Extending Oracle CEP with Predictive Analytics

Posted by vikram.shukla(at)oracle.com on Oracle Blogs See other posts from Oracle Blogs or by vikram.shukla(at)oracle.com
Published on Thu, 10 Feb 2011 13:36:16 -0800 Indexed on 2011/02/10 23:30 UTC
Read the original article Hit count: 433

Filed under:
Introduction:

OCEP is often used as a business rules engine to execute a set of business logic rules via CQL statements, and take decisions based on the outcome of those rules. There are times where configuring rules manually is sufficient because an application needs to deal with only a small and well-defined set of static rules. However, in many situations customers don't want to pre-define such rules for two reasons. First, they are dealing with events with lots of columns and manually crafting such rules for each column or a set of columns and combinations thereof is almost impossible. Second, they are content with probabilistic outcomes and do not care about 100% precision. The former is the case when a user is dealing with data with high dimensionality, the latter when an application can live with "false" positives as they can be discarded after further inspection, say by a Human Task component in a Business Process Management software.

The primary goal of this blog post is to show how this can be achieved by combining OCEP with Oracle Data Mining® and leveraging the latter's rich set of algorithms and functionality to do predictive analytics in real time on streaming events. The secondary goal of this post is also to show how OCEP can be extended to invoke any arbitrary external computation in an RDBMS from within CEP. The extensible facility is known as the JDBC cartridge.

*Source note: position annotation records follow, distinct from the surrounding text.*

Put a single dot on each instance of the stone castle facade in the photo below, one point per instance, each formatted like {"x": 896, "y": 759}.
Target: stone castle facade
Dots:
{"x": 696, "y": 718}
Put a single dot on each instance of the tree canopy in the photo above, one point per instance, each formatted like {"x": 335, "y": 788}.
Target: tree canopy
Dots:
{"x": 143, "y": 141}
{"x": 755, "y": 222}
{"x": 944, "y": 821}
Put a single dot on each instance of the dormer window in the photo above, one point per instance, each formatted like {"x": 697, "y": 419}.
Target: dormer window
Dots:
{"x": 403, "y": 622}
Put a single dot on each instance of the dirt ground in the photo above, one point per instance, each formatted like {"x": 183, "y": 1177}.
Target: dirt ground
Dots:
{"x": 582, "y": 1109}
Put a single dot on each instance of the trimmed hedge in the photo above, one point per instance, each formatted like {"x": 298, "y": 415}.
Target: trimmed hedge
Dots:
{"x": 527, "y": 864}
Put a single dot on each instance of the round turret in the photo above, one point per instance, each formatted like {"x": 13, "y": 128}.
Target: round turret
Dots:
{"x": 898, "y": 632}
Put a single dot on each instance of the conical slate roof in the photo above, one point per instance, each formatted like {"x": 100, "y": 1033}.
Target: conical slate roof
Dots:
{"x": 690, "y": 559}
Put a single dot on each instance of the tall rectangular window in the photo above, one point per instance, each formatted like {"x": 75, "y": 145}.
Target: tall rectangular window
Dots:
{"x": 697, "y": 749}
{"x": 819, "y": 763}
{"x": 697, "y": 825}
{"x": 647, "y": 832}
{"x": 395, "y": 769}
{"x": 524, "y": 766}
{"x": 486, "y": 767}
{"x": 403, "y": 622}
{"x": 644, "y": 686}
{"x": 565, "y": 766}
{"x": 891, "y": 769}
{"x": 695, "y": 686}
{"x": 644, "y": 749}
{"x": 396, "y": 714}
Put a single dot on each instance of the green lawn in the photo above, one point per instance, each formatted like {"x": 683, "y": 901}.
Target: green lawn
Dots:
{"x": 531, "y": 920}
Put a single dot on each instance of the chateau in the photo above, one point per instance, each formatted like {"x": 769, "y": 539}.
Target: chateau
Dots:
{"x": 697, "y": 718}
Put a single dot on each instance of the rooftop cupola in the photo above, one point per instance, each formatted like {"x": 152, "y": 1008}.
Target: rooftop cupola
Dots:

The rest of the post describes the steps required to achieve this:

We use the dataset available at http://blogs.oracle.com/datamining/2010/01/fraud_and_anomaly_detection_made_simple.html to showcase the capabilities. We use it to show how transaction anomalies or fraud can be detected.

Building the model:

Follow the self-explanatory steps described at the above URL to build the model.  It is very simple - it uses built-in Oracle Data Mining PL/SQL packages to cleanse, normalize and build the model out of the dataset.  You can also use graphical Oracle Data Miner®  to build the models.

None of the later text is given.